Another month, another Haiku activity report – this time for September. It’s another big one, but if I had to pick one thing to highlight, it’d be this one:
Some initial work for ARM64 was completed by kallisti5. This includes setting up the Haikuports package declarations, writing the early boot files, and in general getting the buildsystem going. Jaroslaw Pelczar also contributed several further patches (some of these still undergoing review), providing the initial interrupt handling support, and various stubs to let things compile
kallisti5 did some work on 32bit ARM as well, cleaning up some of the code to better match other platforms and preparing the reuse of EFI for ARM and ARM64 (as u-boot now implements an EFI interface, which would make things much simpler for our ARM boot process if we manage to use it).
Haiku has been working on ARM support for a while now, and while it may seem like a weird niche distraction for such a small project, it actually makes good, future-proofing sense to spend work hours in this area. ARM is definitely growing in the laptop space, and it makes sense to prepare Haiku for a future wherein ARM laptops are readily available.
On top of that, adding support for architectures other than your main one aides in finding difficult to spot bugs, ensures architecture-independent code, and in general is just a fun thing to do for a specific kind of person.
Getting Haiku ready for modern SBC’s sounds like a viable option.

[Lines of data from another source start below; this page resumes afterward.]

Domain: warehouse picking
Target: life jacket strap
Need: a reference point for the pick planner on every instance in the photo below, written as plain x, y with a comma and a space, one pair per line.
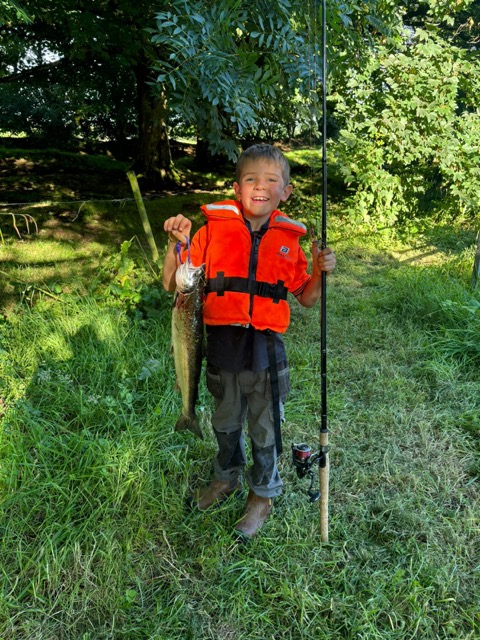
220, 284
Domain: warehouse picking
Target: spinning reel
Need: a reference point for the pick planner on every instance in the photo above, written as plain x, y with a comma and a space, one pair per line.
303, 460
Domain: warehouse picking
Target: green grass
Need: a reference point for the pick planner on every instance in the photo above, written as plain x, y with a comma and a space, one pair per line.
95, 539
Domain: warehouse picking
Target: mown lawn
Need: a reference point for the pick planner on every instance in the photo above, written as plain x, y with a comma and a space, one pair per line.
96, 541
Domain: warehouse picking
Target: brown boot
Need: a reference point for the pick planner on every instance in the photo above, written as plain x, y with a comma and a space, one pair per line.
256, 512
214, 493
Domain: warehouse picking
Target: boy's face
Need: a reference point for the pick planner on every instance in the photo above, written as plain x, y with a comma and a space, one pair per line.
260, 190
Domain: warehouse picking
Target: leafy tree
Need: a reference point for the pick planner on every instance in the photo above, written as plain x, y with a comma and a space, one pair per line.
233, 72
411, 125
99, 57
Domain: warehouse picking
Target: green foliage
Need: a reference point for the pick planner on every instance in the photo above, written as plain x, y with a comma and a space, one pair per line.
96, 541
223, 64
411, 133
126, 285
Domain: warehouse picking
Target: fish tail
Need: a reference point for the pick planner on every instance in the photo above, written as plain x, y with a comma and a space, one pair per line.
190, 423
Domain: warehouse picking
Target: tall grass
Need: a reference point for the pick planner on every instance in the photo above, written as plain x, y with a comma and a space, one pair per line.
96, 541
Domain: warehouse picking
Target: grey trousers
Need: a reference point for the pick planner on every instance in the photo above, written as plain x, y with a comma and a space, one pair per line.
241, 398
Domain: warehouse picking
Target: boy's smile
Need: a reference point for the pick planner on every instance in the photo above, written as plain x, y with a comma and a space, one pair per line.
260, 189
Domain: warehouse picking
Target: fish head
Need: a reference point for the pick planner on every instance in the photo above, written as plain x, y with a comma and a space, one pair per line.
188, 277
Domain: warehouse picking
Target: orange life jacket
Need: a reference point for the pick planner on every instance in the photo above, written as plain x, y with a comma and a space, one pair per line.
236, 295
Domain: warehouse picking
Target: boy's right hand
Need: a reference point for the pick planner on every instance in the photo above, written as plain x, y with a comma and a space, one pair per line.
178, 228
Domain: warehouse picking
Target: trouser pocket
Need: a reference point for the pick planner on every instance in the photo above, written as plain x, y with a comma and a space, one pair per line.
214, 382
283, 385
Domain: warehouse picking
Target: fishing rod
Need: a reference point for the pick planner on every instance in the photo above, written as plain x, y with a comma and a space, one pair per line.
302, 457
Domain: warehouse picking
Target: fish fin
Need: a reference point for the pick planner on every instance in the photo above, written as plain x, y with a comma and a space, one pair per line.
190, 423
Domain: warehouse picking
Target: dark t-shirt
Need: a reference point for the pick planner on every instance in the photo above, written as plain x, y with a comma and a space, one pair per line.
234, 349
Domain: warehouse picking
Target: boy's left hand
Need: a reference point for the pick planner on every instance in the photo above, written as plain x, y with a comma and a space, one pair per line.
323, 260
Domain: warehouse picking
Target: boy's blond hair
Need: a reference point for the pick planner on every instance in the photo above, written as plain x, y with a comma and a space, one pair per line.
264, 152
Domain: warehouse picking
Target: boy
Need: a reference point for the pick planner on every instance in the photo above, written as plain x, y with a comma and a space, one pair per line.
252, 259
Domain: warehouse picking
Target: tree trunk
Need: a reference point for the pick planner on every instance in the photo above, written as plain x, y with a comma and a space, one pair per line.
154, 159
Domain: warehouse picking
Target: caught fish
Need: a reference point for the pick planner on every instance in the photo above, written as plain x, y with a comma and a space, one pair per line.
187, 340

It’s been an ongoing low level effort for over 10 years…don’t expect fully working ARM port to just appear anytime soon. So no not really viable until something starts actually working on another platform.
ARM has the disadvantage also of a complete lack of standardization.
“ARM has the disadvantage also of a complete lack of standardization.”
And it is under heavy fire from RiscV and MIPS (since they went royalty-free).
Good thing Haiku has a RISC-V port and a MIPS port as well. Patches welcome!